• Industry News
  • Management, Awareness and Compliance

A limited ability to defend

Hacking and cyber crime in 2021

Sebastian Artz
Sebastian Artz
Bereichsleiter Cyber- & Informationssicherheit Bitkom e.V.

This content is available to the it-sa 365 community. Please register or log in with your login data.

Sebastian Artz, Bitkom | Hacking and Cybercrime
A key US oil pipeline, the Irish healthcare system, and the world's largest meat producer have something in common. They have all recently fallen victim to cyber attacks and are thus just the tip of an iceberg in a series of attacks that have been attracting media attention for months. Experts and industry professionals have been worried about this problem for decades and continuously issued warnings, and its effects are now being felt throughout society with tremendous force, and with security policy consequences. Hacking in 2021 poses a significant threat to supply security and keeping the citizenry safe.

What’s true for all technological progress is also true for hacking: Technology is not good or bad but always only a means to an end. And hacking does not necessarily have to be a criminal act. Basically, hackers are people who use their expertise to overcome obstacles in innovative ways. With this nuanced view in mind, however, the focus is naturally on developments in the criminal area of hacking and their impact on the economy, politics, and society.

In this context, it is essential to understand what motivates the attackers. Abstracting from state espionage activities, the lion's share of what we observe in cyberspace is business-driven. The criminals are clearly interested in monetisation and are often out to make a quick buck. For years, we have observed a clear trend of cybercrime becoming more professional, international, and industrialised. The greater the potential damage to those affected or the broader the impact of the attack, the greater the potential profit for the criminals. So it is hardly surprising that organised crime is becoming increasingly active in cyberspace and not shying away from attacks on our critical infrastructure. The leverage is simply greater.

In addition, "cybercrime-as-a-service" is becoming increasingly popular, and the criminal value chain is becoming segmented. While individual hacker groups specialise in the "extraction" of access data, other groups provide their "customer-friendly" ransomware service.

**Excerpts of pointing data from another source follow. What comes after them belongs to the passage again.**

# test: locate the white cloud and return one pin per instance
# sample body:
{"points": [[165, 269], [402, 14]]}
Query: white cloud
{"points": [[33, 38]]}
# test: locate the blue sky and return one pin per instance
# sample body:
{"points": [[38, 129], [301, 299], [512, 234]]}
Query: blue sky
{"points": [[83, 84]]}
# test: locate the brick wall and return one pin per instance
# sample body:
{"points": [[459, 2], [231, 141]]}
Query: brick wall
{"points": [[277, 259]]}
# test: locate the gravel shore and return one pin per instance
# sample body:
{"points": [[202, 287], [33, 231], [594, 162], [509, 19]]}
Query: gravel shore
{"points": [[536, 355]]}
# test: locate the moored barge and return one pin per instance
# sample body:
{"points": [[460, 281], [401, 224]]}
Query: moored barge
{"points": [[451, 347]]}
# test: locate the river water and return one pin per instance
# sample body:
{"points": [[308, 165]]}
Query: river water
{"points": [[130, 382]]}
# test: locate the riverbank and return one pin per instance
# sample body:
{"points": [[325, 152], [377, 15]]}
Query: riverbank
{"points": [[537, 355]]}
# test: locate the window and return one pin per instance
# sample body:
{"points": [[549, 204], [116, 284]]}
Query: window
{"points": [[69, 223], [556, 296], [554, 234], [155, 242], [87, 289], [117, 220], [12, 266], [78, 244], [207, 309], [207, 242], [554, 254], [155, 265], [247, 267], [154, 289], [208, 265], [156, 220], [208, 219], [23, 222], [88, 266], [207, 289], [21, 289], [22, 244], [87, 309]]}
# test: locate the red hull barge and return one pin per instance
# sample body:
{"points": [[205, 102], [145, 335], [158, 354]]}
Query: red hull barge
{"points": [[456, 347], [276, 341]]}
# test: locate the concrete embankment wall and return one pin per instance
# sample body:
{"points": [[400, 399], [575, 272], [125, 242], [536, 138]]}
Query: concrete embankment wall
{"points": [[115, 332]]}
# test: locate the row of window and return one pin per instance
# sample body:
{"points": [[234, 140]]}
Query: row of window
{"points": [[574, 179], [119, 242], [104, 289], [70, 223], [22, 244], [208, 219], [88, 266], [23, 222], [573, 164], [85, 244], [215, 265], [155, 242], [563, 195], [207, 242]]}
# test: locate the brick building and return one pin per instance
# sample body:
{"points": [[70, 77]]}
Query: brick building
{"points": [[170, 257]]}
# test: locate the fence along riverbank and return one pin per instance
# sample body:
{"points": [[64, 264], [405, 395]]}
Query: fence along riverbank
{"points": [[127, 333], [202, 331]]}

Because the to the associated elimination of technical competence hurdles, criminal energy can be discharged much more easily in cyberspace. Criminals have long since no longer needed in-depth programming knowledge or many years of IT expertise for a long time now. To put it bluntly, any petty criminal can simply use drag and drop to put together his attack vector.

The gateways are as diverse as they are expedient. While the majority of attacks start with phishing and social engineering, unpatched systems naturally also open the door to criminals. However, many companies and authorities only became aware of this with a bang. As the vulnerabilities in local exchange servers became known, criminals scanned large areas across countries and industries for vulnerable systems and put web shells in place. While many systems still remain unpatched, we can only guess how many systems have received security updates without, however, forensically checking whether attackers had already infiltrated them. The fear remains that the next few months will have nasty surprises in store.

In the final analysis, at first glance it is irrelevant whether the attackers reach their target via phishing, supply chain attacks or via zero/n-day vulnerabilities, misconfigured cloud environments, shadow IT, or internal perpetrators. Criminal energy will find its path. The flexibility and adaptability of cybercriminals is also where the greatest difficulty lies for the victims when it comes to prevention and response. As soon as one gateway closes, a new one opens. This means that there is no single panacea for defence. What’s needed is a proactive, structural, and continuous approach to security, which is often given short shrift everyday life.

What remains is the need to raise awareness to the dangers and the importance of IT and cyber security across all sectors, company of all sizes, and government institutions. As long as a sufficiently large number of key players fail to master the basics of cyber security, the number of attacks and the damage they cause will continue to rise in the future. This cannot and must not be allowed to continue. Companies and authorities must therefore immediately take specific steps. In addition to efficient law enforcement in the digital space, security-enhancing technical and organisational measures are needed, as well as the appropriate use of IT security technologies in their own infrastructures.

Both in terms of visibility for IT and cyber security and as a showcase for the relevant technologies and solutions, it-sa offers clear added value for proactively dealing with the threats at the cutting edge. The knowledge gathered here and the wide range of ideas must be taken up and brought to the companies and institutions.